Séisme dans le secteur bancaire. Axa Banque, filiale du groupe Axa, annonce cesser la distribution de crédits immobiliers à partir du vendredi 7 avril prochain. Produit d’appel pour les banques de détail, le crédit immobilier n’est plus rentable à cause de la forte hausse des coûts de refinancement, plus rapide que celle des taux d’usure. Cette décision peut-elle faire boule de neige et engendrer un blocage complet du marché immobilier ?
Arrêt de la production de crédits immobiliers chez Axa Banque
Dans une note interne envoyée aux agents le 3 avril dernier, Axa Banque a annoncé suspendre sa production de prêts à l’habitat à partir du 7 avril 2023. C’est une première dans le monde de la banque qu’un établissement renonce à ce produit d’appel qu’est le crédit immobilier. Cette décision coup de poing est provisoire. Le prêt immobilier ne sera de nouveau commercialisé par Axa Banque que si « les conditions de marché permettent de rétablir les marges de cette branche d’activité ».

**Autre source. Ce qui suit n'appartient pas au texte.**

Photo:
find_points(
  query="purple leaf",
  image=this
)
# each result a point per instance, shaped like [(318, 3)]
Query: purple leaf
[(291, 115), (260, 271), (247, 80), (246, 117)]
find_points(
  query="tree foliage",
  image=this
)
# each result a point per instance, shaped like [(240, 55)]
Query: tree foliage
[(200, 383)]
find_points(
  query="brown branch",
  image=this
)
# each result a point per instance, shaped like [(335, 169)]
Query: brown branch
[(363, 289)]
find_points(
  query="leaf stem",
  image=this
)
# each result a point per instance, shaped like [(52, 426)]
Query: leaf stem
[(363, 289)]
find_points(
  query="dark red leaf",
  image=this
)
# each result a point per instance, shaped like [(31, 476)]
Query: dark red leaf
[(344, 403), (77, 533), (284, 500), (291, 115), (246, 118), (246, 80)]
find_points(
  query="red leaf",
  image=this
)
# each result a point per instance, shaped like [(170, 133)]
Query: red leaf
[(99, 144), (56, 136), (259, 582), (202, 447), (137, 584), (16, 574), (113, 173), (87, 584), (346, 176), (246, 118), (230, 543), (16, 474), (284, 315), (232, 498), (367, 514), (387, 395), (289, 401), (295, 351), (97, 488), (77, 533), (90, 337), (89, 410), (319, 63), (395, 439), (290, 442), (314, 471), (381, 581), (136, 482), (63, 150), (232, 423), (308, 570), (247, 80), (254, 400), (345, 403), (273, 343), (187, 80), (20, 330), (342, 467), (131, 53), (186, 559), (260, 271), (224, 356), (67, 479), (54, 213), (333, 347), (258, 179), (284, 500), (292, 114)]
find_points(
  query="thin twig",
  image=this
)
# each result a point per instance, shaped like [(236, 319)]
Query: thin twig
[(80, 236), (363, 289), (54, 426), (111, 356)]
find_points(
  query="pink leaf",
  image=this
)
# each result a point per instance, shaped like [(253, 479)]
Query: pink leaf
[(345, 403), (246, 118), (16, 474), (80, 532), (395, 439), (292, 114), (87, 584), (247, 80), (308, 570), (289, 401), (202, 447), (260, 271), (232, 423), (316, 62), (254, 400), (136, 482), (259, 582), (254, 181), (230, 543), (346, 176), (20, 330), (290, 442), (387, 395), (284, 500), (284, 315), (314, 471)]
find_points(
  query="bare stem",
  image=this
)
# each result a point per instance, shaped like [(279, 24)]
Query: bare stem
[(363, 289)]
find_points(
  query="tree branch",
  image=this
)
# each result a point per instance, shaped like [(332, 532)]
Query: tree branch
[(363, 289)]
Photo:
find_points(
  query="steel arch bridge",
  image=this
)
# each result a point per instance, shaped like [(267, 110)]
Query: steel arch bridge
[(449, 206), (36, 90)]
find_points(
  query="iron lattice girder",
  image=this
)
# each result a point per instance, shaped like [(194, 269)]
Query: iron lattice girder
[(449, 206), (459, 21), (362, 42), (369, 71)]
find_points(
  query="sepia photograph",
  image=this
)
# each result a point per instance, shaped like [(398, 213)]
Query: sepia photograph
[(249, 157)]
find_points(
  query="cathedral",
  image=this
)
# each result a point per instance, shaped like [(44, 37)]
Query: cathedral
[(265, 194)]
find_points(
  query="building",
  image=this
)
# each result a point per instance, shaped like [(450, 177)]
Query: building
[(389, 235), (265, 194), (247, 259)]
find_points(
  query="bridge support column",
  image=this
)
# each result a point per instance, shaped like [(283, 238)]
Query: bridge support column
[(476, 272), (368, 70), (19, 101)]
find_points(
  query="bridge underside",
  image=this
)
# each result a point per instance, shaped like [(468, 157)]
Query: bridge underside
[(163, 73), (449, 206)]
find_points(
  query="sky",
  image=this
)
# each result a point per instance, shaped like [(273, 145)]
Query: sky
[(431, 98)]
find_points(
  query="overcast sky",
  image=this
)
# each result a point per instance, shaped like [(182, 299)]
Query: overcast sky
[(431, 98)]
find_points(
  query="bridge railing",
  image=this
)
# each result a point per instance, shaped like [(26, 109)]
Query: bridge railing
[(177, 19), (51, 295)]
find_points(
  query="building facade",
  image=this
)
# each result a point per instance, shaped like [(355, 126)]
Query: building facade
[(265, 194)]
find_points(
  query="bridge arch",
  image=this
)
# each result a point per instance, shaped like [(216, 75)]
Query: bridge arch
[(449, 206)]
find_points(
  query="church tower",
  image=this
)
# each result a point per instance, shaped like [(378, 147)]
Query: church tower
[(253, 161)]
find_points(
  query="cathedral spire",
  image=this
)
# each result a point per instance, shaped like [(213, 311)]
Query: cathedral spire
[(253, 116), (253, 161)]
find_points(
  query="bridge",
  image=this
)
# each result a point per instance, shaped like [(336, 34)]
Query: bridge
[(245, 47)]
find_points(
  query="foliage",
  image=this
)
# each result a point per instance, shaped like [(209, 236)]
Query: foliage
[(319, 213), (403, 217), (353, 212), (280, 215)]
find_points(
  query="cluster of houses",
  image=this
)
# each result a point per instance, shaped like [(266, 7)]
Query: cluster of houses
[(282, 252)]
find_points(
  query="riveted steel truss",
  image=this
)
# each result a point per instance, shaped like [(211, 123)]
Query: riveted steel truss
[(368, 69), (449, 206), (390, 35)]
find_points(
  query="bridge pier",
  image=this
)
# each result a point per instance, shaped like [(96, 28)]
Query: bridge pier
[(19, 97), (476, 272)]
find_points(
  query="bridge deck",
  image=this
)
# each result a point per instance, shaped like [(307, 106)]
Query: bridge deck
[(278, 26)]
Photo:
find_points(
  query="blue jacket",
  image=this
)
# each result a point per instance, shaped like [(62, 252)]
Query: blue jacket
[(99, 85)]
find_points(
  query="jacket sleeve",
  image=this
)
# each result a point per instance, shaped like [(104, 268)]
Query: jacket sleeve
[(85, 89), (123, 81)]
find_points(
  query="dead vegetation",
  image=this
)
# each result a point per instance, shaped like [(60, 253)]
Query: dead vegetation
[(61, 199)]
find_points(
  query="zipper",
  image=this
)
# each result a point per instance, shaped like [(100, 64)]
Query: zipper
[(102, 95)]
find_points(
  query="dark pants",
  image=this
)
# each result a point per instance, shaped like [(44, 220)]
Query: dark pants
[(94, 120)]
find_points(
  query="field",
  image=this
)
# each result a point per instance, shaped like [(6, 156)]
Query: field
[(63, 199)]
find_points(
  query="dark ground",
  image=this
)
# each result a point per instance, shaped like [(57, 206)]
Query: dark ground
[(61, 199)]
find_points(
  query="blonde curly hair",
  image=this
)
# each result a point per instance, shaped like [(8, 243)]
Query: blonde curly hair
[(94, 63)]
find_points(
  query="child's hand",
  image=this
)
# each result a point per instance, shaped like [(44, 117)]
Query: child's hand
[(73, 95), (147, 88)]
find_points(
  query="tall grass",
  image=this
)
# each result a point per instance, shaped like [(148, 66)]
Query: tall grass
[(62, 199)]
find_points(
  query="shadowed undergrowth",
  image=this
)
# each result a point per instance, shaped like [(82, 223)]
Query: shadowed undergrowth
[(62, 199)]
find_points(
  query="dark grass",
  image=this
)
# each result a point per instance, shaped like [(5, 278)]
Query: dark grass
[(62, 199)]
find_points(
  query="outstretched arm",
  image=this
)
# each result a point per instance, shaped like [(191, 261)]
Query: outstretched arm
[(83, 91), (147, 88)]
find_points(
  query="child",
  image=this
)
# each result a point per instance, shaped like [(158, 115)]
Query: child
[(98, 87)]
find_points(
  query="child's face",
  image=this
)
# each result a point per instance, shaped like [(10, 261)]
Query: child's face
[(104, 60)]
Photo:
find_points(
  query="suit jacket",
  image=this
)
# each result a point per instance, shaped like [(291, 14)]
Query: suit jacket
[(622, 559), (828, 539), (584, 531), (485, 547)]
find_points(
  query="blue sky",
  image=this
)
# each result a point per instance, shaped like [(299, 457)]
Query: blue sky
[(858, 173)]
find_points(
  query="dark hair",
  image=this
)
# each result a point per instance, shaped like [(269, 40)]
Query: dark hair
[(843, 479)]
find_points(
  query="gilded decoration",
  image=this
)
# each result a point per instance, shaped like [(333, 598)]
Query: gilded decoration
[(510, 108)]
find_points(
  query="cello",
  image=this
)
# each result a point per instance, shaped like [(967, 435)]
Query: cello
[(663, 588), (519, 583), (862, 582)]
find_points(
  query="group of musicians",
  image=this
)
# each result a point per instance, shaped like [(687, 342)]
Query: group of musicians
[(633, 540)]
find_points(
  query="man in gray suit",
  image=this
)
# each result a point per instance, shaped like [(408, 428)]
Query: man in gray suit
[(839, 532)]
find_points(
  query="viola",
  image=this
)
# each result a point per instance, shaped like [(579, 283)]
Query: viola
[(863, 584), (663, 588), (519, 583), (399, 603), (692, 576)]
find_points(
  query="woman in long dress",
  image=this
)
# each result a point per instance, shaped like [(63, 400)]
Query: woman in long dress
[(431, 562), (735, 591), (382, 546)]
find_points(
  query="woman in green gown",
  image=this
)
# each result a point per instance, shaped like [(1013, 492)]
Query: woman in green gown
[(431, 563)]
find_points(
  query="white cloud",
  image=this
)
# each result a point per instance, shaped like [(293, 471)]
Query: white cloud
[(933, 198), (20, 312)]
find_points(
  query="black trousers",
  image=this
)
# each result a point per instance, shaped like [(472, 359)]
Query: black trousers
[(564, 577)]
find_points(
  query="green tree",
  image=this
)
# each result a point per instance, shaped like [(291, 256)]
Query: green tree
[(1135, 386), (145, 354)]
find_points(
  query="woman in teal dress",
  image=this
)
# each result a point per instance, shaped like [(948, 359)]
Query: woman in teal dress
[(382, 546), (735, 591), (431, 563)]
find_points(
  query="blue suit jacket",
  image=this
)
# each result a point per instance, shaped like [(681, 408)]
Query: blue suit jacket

La filiale du géant de l’assurance, présent notamment en assurance emprunteur avec son contrat Axa assurance prêt immobilier, explique cette mesure par « les hausses successives des taux directeurs, décidés par la Banque Centrale Européenne » qui ont entraîné « une hausse des coûts de refinancement plus rapide que la hausse du taux d’usure ».
Taux d’usure décorrélé des coûts de refinancement
Le taux d’usure supérieur à 4% en avril 2023 est pourtant une bonne nouvelle, mais la révision mensuelle de l’usure, décidée fin janvier par la Banque de France jusqu’au 1er juillet 2023, n’est pas un dispositif suffisamment efficient pour que les banques renouent avec une relative profitabilité sur les nouveaux crédits.
La hausse des taux de la BCE en mars 2023 est la sixième depuis fin juillet 2022. Le taux de refinancement des banques commerciales s’établit désormais à 3,50% contre 0% jusqu’en juillet dernier. Pour Axa Banque, l’équation économique lui est défavorable pour dégager une marge décente sur le crédit immobilier quand le taux d’intérêts sur toutes les durées excède les 3% (hors assurance prêt immobilier et coût des sûretés).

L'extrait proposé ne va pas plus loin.